Living in Mexico in the 1940s-50s, Dorothy Hood (1918-2000) absorbed the ancient and primal mysticism of its rich history. Combining that early influence with her personal exploration of dreams, memory, and landscape, Hood’s paintings of broad color punctuated by hard-edged forms bridge earthly and heavenly realms. Sheila Hicks (b. 1934) believes, “textiles are the universal language.” With an incessant curiosity for the material world, Sheila Hicks sources the tradition of ancient weaving from various cultures. In the process, Hick’s intent transforms craft from the utilitarian to the contemplative. Hicks’ ethos is grounded in being devoted to a life centered around creation. Her awareness of sacred weaving practices may be viewed as a sort of enlightenment; an homage to a humble art form that spans millennia.

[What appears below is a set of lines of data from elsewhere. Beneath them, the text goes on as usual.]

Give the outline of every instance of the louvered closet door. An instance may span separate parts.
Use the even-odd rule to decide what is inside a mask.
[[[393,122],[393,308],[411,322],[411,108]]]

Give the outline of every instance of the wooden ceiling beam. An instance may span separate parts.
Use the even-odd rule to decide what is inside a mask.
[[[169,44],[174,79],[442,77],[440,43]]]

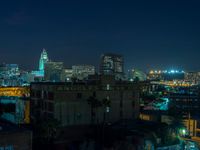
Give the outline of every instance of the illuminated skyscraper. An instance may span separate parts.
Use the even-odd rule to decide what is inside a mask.
[[[64,68],[63,62],[52,62],[49,61],[45,63],[44,67],[44,80],[45,81],[54,81],[60,82],[62,71]]]
[[[39,60],[39,70],[40,71],[44,71],[44,64],[47,63],[48,61],[49,61],[49,59],[48,59],[47,51],[45,49],[43,49],[41,56],[40,56],[40,60]]]
[[[100,74],[114,75],[116,79],[124,78],[124,59],[122,55],[104,54],[101,56]]]

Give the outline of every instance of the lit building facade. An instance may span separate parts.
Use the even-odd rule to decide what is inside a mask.
[[[124,78],[124,59],[122,55],[103,54],[100,62],[100,74],[114,75],[116,79]]]
[[[39,60],[39,70],[44,71],[45,63],[49,61],[47,51],[45,49],[42,50]]]
[[[187,72],[185,73],[185,81],[193,85],[200,84],[200,72]]]
[[[73,70],[71,68],[65,68],[61,73],[62,82],[71,82],[73,78]]]
[[[26,72],[23,71],[21,72],[20,78],[23,82],[23,86],[27,86],[29,85],[31,82],[34,82],[35,80],[35,75],[33,74],[33,72]]]
[[[0,118],[15,124],[30,123],[29,87],[0,88]]]
[[[145,81],[147,79],[147,75],[139,69],[128,70],[128,80],[129,81]]]
[[[20,71],[17,64],[0,65],[0,85],[1,86],[19,86]]]
[[[44,69],[44,80],[60,82],[62,71],[64,69],[63,62],[47,62]]]
[[[149,80],[184,80],[185,72],[180,70],[151,70],[147,79]]]
[[[86,79],[89,75],[95,74],[95,67],[92,65],[74,65],[72,66],[73,77],[79,80]]]
[[[49,61],[47,51],[45,49],[42,50],[40,59],[39,59],[39,70],[34,70],[31,74],[34,76],[36,81],[42,81],[44,78],[44,69],[45,64]]]

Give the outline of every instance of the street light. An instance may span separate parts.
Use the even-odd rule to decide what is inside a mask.
[[[187,133],[187,131],[186,131],[185,128],[180,129],[180,134],[181,134],[182,136],[185,136],[186,133]]]

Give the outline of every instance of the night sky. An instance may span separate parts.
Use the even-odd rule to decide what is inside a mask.
[[[200,71],[199,0],[1,0],[0,62],[38,68],[53,61],[98,66],[124,55],[125,66]]]

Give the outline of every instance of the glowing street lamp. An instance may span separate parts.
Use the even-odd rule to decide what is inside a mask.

Jazz and its improvisational spirit have greatly influenced Sam Gilliam (b. 1933). With its roots in African-American communities of New Orleans in the late 19th and early 20th centuries, jazz is the unrestrained evolution of gospel and blues. While the relationship between music and Gilliam’s work is not direct, the way each has been pushed mirrors the other. Just as jazz pushed gospel to its limits, John Coltrane’s Love Supreme professed his and jazz music’s exploration of the divine. Gilliam has pushed his medium to its limits, applying a fearless approach and spontaneity in liberating painting from a traditional support. With its high keyed colors, Do You Swing features heavily impastoed fragments pieced together like a quilt, juxtaposed against smooth enamel on aluminum to create a dynamic visual rhythm.

Ai Weiwei’s (b. 1957) works source traditional Chinese paper cutouts. Paper-cutting in Chinese art may date back to the 2nd century CE when paper was invented in the Eastern Han Dynasty. The colorful, intricately cut paper works were used for prayers, story-telling and as decoration for celebrations such as festivals and weddings. The cutout voids, stencil-like, reveal familiar images from the zodiac to symbols of industry, common man, and New York City skyline. Red, synonymous with luck and happiness, reminds us of an ancient and mystic China.